The term “clinically isolated syndrome” (CIS) is used to describe a first episode of neurologic symptoms that lasts at least 24 hours and is caused by inflammation and demyelination in one or more sites in the central nervous system (CNS). CIS can be either monofocal or multifocal:
Monofocal episode: The person experiences a single neurologic sign or symptom — for example, an attack of optic neuritis — that’s caused by a single lesion.
Multifocal episode: The person experiences more than one sign or symptom — for example, an attack of optic neuritis accompanied by weakness on one side — caused by lesions in more than one place.
Individuals who experience a CIS may or may not go on to develop MS. In diagnosing CIS, the physician faces two challenges: first, to determine whether the person is experiencing a neurologic episode caused by damage in the CNS, and second, to determine the likelihood that a person experiencing this type of demyelinating event is going to go on to develop MS.

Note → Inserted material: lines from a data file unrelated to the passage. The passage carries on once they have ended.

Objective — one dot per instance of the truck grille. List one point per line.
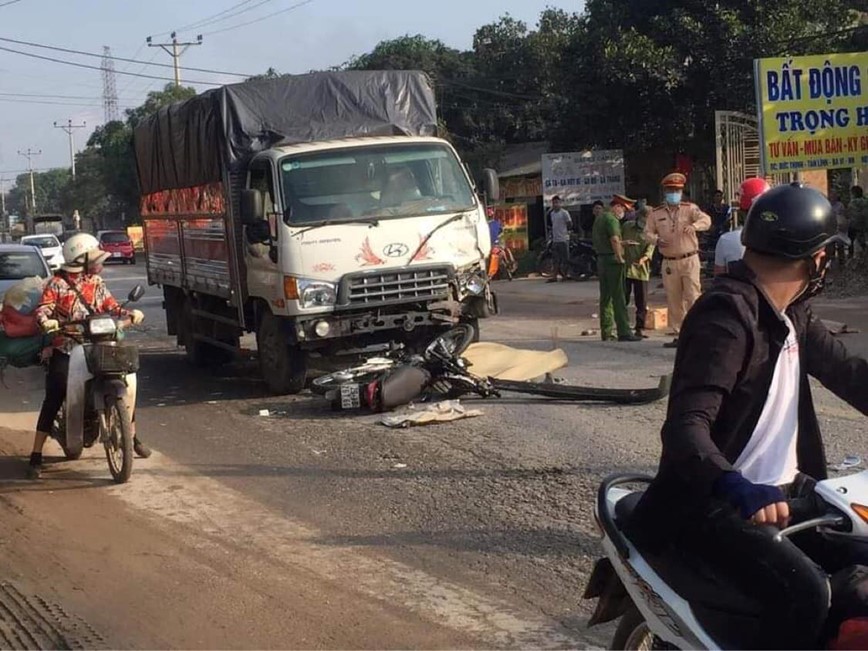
(417, 284)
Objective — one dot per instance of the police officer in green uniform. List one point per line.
(606, 235)
(637, 254)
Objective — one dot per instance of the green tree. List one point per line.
(157, 99)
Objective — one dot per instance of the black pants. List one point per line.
(55, 391)
(856, 235)
(639, 289)
(787, 579)
(561, 259)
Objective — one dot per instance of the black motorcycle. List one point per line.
(400, 377)
(581, 265)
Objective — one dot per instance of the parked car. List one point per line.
(20, 261)
(119, 245)
(52, 249)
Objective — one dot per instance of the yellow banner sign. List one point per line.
(813, 112)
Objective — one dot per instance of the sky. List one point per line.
(301, 36)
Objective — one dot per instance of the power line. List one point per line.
(84, 65)
(114, 58)
(214, 19)
(175, 53)
(259, 20)
(110, 90)
(37, 101)
(195, 24)
(141, 68)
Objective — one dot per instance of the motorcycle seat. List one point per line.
(717, 604)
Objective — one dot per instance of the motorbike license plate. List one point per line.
(350, 396)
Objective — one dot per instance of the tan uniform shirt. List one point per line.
(665, 228)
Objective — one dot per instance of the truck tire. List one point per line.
(283, 366)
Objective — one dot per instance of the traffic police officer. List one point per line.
(673, 226)
(611, 270)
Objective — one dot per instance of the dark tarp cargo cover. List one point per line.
(189, 143)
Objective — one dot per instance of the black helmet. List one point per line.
(789, 221)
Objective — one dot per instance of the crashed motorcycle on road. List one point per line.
(441, 372)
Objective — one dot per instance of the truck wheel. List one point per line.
(283, 367)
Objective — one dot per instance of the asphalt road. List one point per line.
(488, 519)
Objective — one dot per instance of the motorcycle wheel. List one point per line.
(118, 439)
(633, 632)
(545, 265)
(58, 433)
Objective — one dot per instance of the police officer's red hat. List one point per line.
(674, 180)
(750, 189)
(621, 200)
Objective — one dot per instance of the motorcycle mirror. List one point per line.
(136, 293)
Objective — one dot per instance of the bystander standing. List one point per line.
(561, 225)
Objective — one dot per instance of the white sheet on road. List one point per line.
(426, 414)
(488, 359)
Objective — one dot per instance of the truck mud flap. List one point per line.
(589, 394)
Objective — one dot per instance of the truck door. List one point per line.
(264, 279)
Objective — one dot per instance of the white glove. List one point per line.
(50, 325)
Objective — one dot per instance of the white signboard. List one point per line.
(583, 177)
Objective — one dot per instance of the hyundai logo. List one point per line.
(396, 250)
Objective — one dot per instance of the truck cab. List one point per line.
(362, 242)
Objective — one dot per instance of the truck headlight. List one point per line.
(316, 293)
(472, 282)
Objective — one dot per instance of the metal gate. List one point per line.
(738, 155)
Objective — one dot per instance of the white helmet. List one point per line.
(80, 250)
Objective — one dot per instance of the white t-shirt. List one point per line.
(729, 249)
(770, 455)
(561, 224)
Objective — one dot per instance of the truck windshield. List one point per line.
(377, 182)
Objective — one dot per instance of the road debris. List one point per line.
(435, 412)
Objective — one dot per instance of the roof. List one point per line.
(343, 143)
(522, 159)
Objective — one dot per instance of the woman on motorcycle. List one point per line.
(741, 437)
(73, 293)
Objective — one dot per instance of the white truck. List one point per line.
(317, 211)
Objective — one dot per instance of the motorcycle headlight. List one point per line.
(316, 293)
(103, 325)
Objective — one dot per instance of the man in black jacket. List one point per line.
(741, 436)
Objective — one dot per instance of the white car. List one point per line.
(52, 249)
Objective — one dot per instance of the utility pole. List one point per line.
(29, 154)
(175, 53)
(69, 128)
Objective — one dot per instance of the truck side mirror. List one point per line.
(490, 185)
(258, 232)
(252, 207)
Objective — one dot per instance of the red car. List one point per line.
(119, 245)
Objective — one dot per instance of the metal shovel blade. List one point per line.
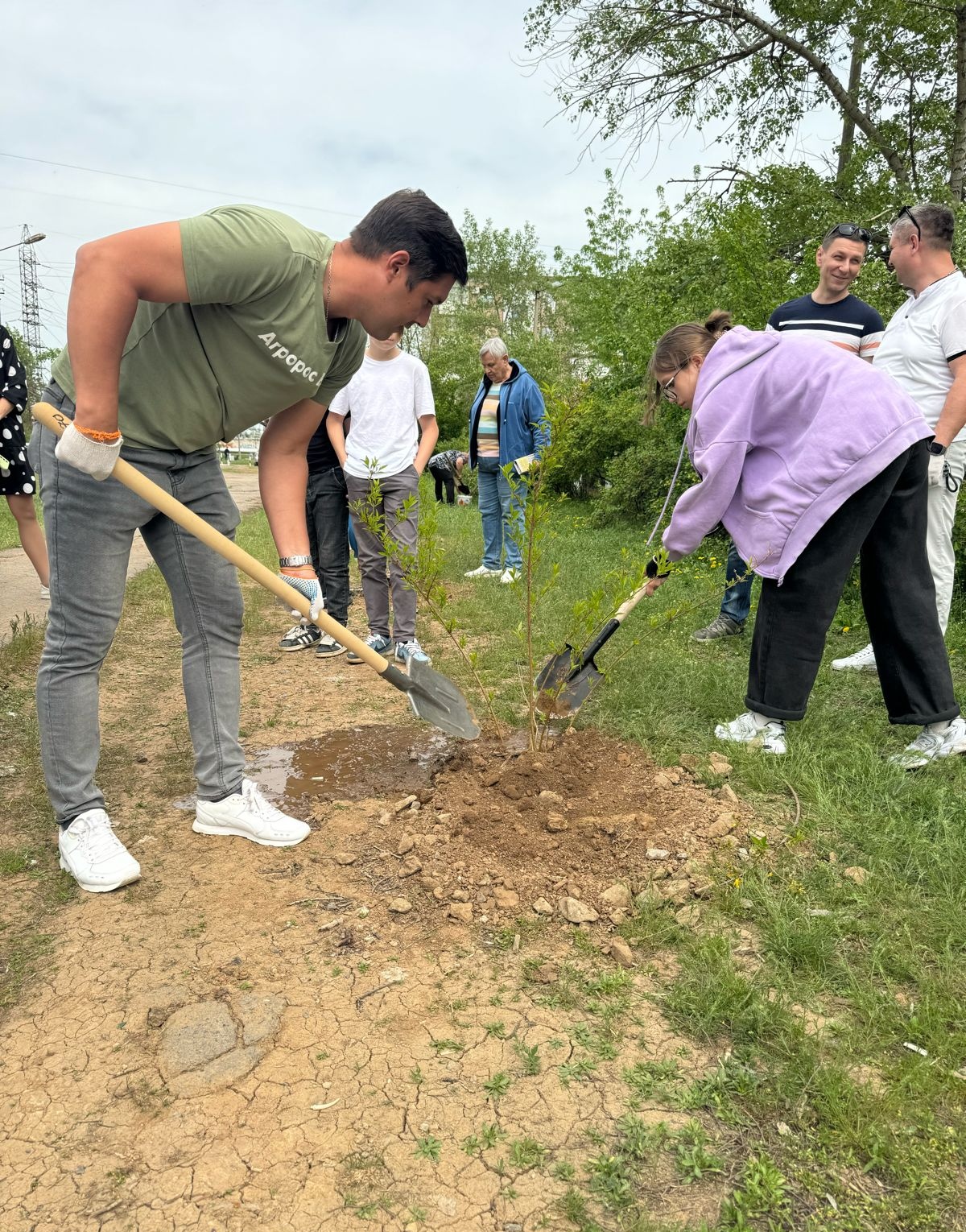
(568, 695)
(436, 699)
(555, 671)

High risk of developing MS: When CIS is accompanied by MRI-detected brain lesions that are similar to those seen in MS, the person has a high likelihood of a second neurologic event and diagnosis of MS within several years.
Lower risk of developing MS: When CIS is not accompanied by MRI-detected lesions, the person has a lower likelihood of developing MS than the high-risk individual over the same time period.
An accurate diagnosis at this time is important because people with a high risk of developing MS are encouraged to begin treatment with a disease-modifying medication in order to delay or prevent a second neurologic episode and, therefore, the onset of MS. In addition, early treatment may minimize future disability caused by further inflammation and damage to nerve cells, which are sometimes silent (occurring even if no symptoms can be observed). Several medications are now approved by the U.S. Food and Drug Administration (FDA) for CIS: Avonex®, Betaseron®, Extavia® and Copaxone®.